OpenAI has recently added a new feature to its official ChatGPT app for iPhone called voice transcription, which has been dubbed as one of the most hidden but brilliant tools that users are not using. This new feature can completely change the way you transcribe audio, especially if you work with audio recordings like interviews, podcasts, and videos, and need to extract text from them. With this feature, users can record the audio they hear and ChatGPT will transcribe it accurately down to the punctuation.
Despite having its flaws such as not recognizing different speakers, the quality of the voice transcription is remarkable, as “you can almost hear the person speaking” in the ChatGPT version. OpenAI CEO Sam Altman explained that ChatGPT uses another OpenAI tech called Whisper, which means it can understand any audio by processing large amounts of audio data without human supervision.

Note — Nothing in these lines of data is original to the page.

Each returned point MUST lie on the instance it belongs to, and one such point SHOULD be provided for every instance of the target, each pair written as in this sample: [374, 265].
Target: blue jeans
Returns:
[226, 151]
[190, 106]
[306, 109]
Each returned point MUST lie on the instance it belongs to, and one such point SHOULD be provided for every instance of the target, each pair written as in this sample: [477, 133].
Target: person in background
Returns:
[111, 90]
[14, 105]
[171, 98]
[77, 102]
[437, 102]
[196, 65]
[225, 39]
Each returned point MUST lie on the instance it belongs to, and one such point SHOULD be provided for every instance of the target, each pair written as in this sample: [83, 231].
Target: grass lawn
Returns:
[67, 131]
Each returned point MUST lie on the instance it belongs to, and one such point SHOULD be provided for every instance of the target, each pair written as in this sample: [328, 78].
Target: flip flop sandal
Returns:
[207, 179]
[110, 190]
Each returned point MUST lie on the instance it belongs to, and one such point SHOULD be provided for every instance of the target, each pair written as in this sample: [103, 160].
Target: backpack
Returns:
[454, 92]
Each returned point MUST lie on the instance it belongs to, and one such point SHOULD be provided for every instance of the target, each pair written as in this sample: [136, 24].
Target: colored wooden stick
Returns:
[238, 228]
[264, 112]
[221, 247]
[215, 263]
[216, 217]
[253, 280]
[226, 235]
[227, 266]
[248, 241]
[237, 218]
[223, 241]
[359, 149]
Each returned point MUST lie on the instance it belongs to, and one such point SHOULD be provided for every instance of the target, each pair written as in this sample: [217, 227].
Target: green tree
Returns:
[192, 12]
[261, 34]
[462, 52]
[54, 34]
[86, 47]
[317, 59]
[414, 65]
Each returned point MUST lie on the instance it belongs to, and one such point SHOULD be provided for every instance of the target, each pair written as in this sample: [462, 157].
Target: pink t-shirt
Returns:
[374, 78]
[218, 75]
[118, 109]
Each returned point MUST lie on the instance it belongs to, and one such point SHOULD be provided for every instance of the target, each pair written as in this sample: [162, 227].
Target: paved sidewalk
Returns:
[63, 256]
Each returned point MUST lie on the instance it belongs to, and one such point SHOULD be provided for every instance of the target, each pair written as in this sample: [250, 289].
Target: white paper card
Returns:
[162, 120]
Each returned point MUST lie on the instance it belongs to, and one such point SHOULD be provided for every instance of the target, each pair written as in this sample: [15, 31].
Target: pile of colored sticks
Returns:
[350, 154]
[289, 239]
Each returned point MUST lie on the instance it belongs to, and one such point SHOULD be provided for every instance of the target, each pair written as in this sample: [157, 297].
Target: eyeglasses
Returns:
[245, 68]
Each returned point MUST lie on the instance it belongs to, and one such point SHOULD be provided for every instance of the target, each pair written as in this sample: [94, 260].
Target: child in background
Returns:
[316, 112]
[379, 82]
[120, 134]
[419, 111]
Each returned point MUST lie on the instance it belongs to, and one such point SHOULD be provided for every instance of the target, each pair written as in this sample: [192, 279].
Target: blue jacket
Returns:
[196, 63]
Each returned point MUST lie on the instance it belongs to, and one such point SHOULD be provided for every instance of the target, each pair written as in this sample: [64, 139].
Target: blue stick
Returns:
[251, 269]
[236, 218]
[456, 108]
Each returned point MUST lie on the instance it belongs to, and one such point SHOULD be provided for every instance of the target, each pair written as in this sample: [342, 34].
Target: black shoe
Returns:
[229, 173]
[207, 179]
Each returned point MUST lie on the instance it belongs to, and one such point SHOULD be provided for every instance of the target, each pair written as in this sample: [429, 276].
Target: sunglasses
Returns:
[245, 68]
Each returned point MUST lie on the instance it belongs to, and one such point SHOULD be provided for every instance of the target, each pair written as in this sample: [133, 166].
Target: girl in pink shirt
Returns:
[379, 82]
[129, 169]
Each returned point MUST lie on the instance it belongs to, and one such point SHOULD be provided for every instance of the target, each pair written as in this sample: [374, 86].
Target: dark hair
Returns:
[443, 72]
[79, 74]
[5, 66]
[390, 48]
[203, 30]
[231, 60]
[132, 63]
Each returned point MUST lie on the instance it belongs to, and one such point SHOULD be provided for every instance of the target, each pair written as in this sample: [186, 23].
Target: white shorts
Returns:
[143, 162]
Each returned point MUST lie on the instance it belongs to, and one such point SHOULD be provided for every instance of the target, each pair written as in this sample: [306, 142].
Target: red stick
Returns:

Whisper tech has already been available as a free download from the Mac App Store for more than four years. With such a ground-breaking technology at our disposal, there is potential for transcription apps built with Whisper that can recognize independent speakers, offer timestamps, and allow users to navigate through an audio file via prompts. Furthermore, we might see AI services similar to Whisper down the road from OpenAI and other companies that can train the AI to understand any audio or speech input.
While there is no voice input feature on a computer yet, AI products like ChatGPT might eventually integrate such functionality, especially on devices like Apple’s new Vision Pro spatial computer. This can revolutionize how we interact with generative AI services.